IRVINE, Calif. — After eight years of waiting, there’s no more runway.

The U.S. men’s national team arrived Saturday night in California and spent Sunday resting and recovering before the world’s media descends on their World Cup base camp here in Orange County.

For a group that has played very few meaningful soccer games over the last 3 ¹/₂ years, there is no meaningless soccer left.

Only a home World Cup they’ve been quietly building toward since then, and a spotlight about to be flipped on at a level the sport has never seen in these 50 United States.

How does this group of 26 feel?

“Ready,” captain Tim Ream said Saturday.

The Americans had lost 2-1 to Germany, but left Chicago feeling — not without justification — that their momentum had continued to build in a dress-rehearsal game where they went toe-to-toe with one of the best teams in the world.

There is still so much to prove, and the lack of a win over an elite European or South American side remains a glaring hole in this team’s résumé.

But Group D doesn’t include any of those teams.

The trio of Paraguay, Australia and Turkey aren’t pushovers, but on home soil, the USMNT should expect not just to come out of the group, but to win it and enter the knockout stage with momentum.

“The response, the character, the resilience [against Germany], all those things you want to see, we can raise our quality now,” Tyler Adams said. “That’s something you can tune up. Passing, final plays, finishing, all those kinds of things, but to see that mentality from everyone — and it’s not just the guys that started, all the guys that came off the bench as well — that’s what you need. You need a team.”

Mauricio Pochettino spent over 18 months since his hire trying to instill a culture, and a belief, into this team.

He wanted the Americans — like players in top soccer countries globally — to come into every camp feeling like their World Cup spot was at stake.

After Saturday’s match, he relayed a conversation this week with one of U.S. Soccer’s top donors, Dan Cathy, who reminded him that “Culture eats talent for breakfast.”

“Maybe my expectation with my colleagues 1 ¹/₂ years ago, when we signed with the U.S. men’s national team, [was] to be excited for today,” Pochettino said. “That was my problem, and we started to fight against a very relaxed place. Because we started to live the World Cup 1 ¹/₂ years ago. Maybe it was our mistake. But yes, we are so excited.”

No one needs reminding that, although this USMNT might be the most talented American national team ever assembled on the men’s side, it’s far from the favorite.

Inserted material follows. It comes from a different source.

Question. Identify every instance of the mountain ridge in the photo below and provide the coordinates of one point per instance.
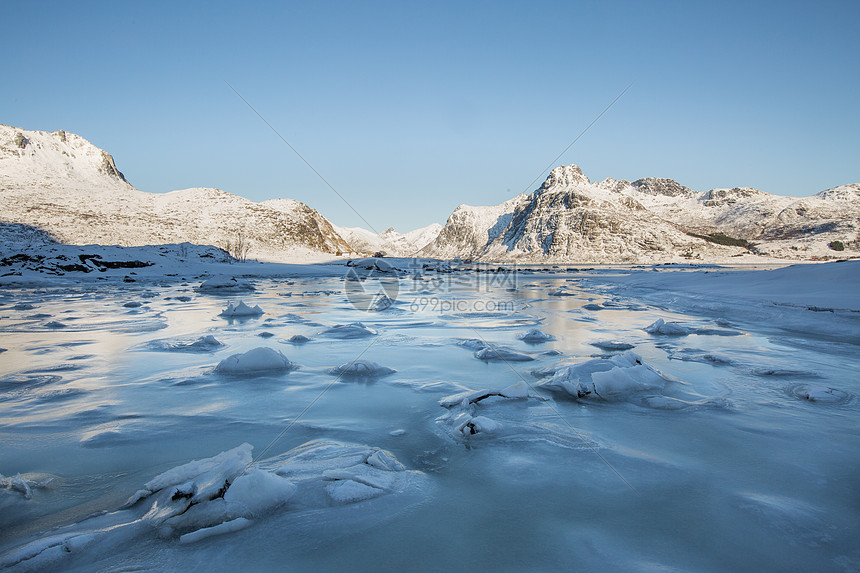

A quarterfinal would be hailed as an achievement.

The goals conceded against Germany, in which a Chris Richards-less back line continued to look vulnerable and in which the USMNT was caught out on a set piece, served as a reminder that getting there will be a serious challenge.

So too did the chipper attitude after what was, whatever caveats you want to throw at it, a loss.

Even this late in the process, and even after a pair of tuneup friendlies in which the USMNT — save for the first 15 minutes against Germany, when it looked totally overwhelmed — played as well as it has under Pochettino, so much about its ceiling is based on what it could be, as opposed to what it has been. So much hinges on Richards’ ankle, and the center back’s race to be ready to play 90 high-level minutes by Friday night.

“Feeling good after these friendlies, but at the end of the day, it means nothing,” Christian Pulisic said. “We have to go out and we have to perform when it matters on Friday.

“What an opportunity we have in front of us.”